Les équipes mûrissent aussi en prenant l’exemple des meilleurs. On note également qu’avec l’augmentation des cas de burnout chez les pros le fait de pratiquer le cyclo-cross pour certains leur permet d’augmenter leur durée de vie de coureur dans leur carrière. Ils peuvent garder une certaine fraîcheur mentale. Certaines équipes ont pu freiner certains coureurs par le passé.

On assiste désormais à un petit renversement de tendance. Les trois « gros » remettent en question beaucoup de choses. Il y a trois ans, Van der Poel, Van Aert, Pidcock étaient des crossmen faisant de la route.

Aujourd’hui, ce sont des routiers qui font du cyclo-cross. Ils faisaient environ 35 cyclo-cross par hiver. Désormais plus qu’une dizaine. Le ratio a été déplacé. Ils font des rappels d’intensité chaque hiver en gardant leurs compétences physiques et techniques.

Comme un complément d’activité. Van der Poel et Van Aert sont devenus de grands coureurs de Classiques. Pidcock, lui, peut probablement gagner un jour un grand Tour ».

Le cyclo-cross apporte une aisance technique pour Trarieux

Pour Trarieux inutile de se confondre en comparaisons : « Chaque coureur a un parcours singulier. Il faut rester prudent sur l’interprétation de chaque parcours respectif et ses résultats. Il faut rester humble aussi. On a quand même une belle génération avec un Nans Peters qui a notamment gagné une étape sur le Tour en 2020 (à Loudenvielle).

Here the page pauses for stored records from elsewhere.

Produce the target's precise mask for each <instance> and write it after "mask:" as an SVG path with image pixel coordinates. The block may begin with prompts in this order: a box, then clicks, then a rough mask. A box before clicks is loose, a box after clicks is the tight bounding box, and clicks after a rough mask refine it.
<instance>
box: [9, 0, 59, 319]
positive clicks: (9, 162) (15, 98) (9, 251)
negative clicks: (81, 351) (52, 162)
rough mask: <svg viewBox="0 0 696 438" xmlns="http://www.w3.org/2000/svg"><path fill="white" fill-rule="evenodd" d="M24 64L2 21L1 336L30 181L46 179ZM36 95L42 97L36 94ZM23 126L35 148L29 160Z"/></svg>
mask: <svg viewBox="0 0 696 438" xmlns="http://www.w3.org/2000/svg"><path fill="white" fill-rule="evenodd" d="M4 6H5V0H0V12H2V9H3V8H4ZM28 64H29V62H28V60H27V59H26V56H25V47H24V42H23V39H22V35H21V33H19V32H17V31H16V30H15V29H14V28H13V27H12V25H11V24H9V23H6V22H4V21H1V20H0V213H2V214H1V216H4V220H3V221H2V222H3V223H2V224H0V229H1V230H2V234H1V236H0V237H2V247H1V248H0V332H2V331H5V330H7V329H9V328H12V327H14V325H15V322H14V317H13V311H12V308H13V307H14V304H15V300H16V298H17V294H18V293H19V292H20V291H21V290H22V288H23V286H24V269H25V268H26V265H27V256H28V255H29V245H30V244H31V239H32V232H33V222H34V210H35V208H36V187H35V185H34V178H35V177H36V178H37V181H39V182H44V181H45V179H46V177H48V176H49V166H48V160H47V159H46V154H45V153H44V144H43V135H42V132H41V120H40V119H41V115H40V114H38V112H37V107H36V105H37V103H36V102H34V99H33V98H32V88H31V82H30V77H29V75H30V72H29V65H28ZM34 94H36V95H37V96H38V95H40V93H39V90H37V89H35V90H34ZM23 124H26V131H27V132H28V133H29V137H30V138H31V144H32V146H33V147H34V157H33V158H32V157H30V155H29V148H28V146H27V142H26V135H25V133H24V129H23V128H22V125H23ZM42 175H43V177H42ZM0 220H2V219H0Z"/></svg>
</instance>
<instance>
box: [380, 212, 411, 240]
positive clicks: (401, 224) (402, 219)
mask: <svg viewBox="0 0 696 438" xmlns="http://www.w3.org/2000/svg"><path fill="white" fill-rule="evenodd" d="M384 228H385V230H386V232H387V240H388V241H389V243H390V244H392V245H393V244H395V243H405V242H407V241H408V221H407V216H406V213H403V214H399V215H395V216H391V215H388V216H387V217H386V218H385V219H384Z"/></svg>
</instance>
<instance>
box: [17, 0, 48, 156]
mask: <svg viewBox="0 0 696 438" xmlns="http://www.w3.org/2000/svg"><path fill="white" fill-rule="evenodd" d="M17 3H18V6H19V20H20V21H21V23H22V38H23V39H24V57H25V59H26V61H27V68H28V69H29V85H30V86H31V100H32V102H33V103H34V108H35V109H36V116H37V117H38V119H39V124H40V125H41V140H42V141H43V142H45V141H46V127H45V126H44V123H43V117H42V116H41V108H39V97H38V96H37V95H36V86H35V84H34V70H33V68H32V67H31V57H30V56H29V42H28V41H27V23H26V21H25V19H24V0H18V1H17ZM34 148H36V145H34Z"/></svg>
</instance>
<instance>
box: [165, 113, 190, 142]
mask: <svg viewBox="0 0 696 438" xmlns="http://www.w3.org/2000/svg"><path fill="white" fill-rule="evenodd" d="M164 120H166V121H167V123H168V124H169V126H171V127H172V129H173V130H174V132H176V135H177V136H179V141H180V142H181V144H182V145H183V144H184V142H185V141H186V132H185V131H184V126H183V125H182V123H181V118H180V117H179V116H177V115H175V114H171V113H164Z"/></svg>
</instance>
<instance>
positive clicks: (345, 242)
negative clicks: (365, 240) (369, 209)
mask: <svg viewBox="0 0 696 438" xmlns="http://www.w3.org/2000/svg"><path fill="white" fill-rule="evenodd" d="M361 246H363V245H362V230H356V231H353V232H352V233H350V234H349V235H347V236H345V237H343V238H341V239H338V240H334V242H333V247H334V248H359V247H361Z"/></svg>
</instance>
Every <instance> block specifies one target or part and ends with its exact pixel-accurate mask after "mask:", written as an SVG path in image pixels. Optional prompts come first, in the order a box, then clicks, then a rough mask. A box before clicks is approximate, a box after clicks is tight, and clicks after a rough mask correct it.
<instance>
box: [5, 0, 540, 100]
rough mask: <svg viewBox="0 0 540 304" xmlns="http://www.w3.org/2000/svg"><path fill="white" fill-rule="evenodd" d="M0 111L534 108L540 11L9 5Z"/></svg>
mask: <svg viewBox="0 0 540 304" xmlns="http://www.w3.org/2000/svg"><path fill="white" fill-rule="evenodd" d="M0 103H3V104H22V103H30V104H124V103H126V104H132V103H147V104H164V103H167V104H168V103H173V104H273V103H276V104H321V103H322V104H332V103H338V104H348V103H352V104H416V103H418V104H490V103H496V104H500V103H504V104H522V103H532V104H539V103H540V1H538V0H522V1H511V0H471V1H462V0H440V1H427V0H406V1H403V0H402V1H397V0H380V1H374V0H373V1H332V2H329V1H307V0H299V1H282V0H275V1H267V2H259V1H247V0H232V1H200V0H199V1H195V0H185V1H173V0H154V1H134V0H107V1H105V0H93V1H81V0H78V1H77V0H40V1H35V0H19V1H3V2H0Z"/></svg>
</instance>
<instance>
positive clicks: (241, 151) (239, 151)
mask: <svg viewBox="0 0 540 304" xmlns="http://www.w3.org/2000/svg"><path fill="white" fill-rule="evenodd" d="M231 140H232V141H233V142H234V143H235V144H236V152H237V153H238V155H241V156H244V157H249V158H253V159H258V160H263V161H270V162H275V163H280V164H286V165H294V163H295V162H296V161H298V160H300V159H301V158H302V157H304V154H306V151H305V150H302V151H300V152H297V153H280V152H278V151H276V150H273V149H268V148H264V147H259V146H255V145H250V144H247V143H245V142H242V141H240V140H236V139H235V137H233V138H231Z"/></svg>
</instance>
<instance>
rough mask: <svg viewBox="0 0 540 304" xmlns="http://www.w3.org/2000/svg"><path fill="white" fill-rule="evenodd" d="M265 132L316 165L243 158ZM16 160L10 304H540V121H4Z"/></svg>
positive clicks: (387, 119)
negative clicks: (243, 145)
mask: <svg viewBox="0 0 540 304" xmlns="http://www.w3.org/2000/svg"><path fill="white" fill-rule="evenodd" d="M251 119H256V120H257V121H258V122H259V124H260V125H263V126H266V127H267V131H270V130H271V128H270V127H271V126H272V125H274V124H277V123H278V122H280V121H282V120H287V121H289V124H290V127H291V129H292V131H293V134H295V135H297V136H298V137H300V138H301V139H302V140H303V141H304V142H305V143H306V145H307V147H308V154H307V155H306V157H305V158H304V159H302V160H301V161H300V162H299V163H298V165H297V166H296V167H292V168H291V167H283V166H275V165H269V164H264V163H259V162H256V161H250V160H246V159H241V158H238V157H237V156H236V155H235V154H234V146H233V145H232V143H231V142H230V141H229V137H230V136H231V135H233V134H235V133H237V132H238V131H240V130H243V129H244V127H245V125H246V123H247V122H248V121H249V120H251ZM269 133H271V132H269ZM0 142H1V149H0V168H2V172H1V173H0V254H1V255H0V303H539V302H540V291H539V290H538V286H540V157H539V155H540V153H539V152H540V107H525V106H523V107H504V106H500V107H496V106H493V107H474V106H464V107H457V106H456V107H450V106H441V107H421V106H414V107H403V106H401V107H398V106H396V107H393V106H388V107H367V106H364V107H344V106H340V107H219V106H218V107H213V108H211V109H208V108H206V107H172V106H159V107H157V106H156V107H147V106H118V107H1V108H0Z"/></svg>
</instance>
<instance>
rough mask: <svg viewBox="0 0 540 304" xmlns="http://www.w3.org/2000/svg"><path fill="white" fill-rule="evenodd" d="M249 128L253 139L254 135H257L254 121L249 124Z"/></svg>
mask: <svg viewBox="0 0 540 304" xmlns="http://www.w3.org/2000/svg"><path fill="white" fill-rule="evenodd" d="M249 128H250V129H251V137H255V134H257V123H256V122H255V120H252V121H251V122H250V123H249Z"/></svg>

C’est également valable chez les filles. Tous ces champions ont un bagage technique, une aisance sur le vélo, ils développent des qualités physiques leur permettant de s’exprimer au plus haut niveau ».

Car un très bon spécialiste de cyclo-cross lui fait ressortir des qualités bien distinctes : « La rudesse mentale, la résistance à l’effort et à la douleur, la gestion de l’effort, des qualités physiques et de coordination liées à l’explosivité » détaille encore l’entraîneur national.

Une discipline encore dans l’ombre

Mais, pour Trarieux, de sérieux obstacles restent encore à surmonter :

« Malheureusement, c’est une discipline qui souffre encore d’un certain manque de reconnaissance auprès des instances officielles. Le curseur est beaucoup axé sur les disciplines olympiques. Derrière, il faut néanmoins réussir à se faire sa place dans ce cadre.

Etre vu à la télévision revêt donc un intérêt majeur pour continuer à se développer, notamment pour des teams qui se structurent comme le Cross Team Legendre cher à Steve Chainel et rattaché à Arkéa-Samsic. Par contre, la reconnaissance du grand public est bien présente.

Les champions qui performent en cyclo-cross à haut niveau sont les mêmes que ceux qui le font sur la route. Il n’y a qu’à regarder ceux qui ont porté le maillot jaune sur le Tour la première semaine (Alaphilippe, Van der Poel) ». De sérieuses références devant pousser à l’introspection sur la prise en compte à avoir à propos du cyclo-cross souvent promoteur de grands champions.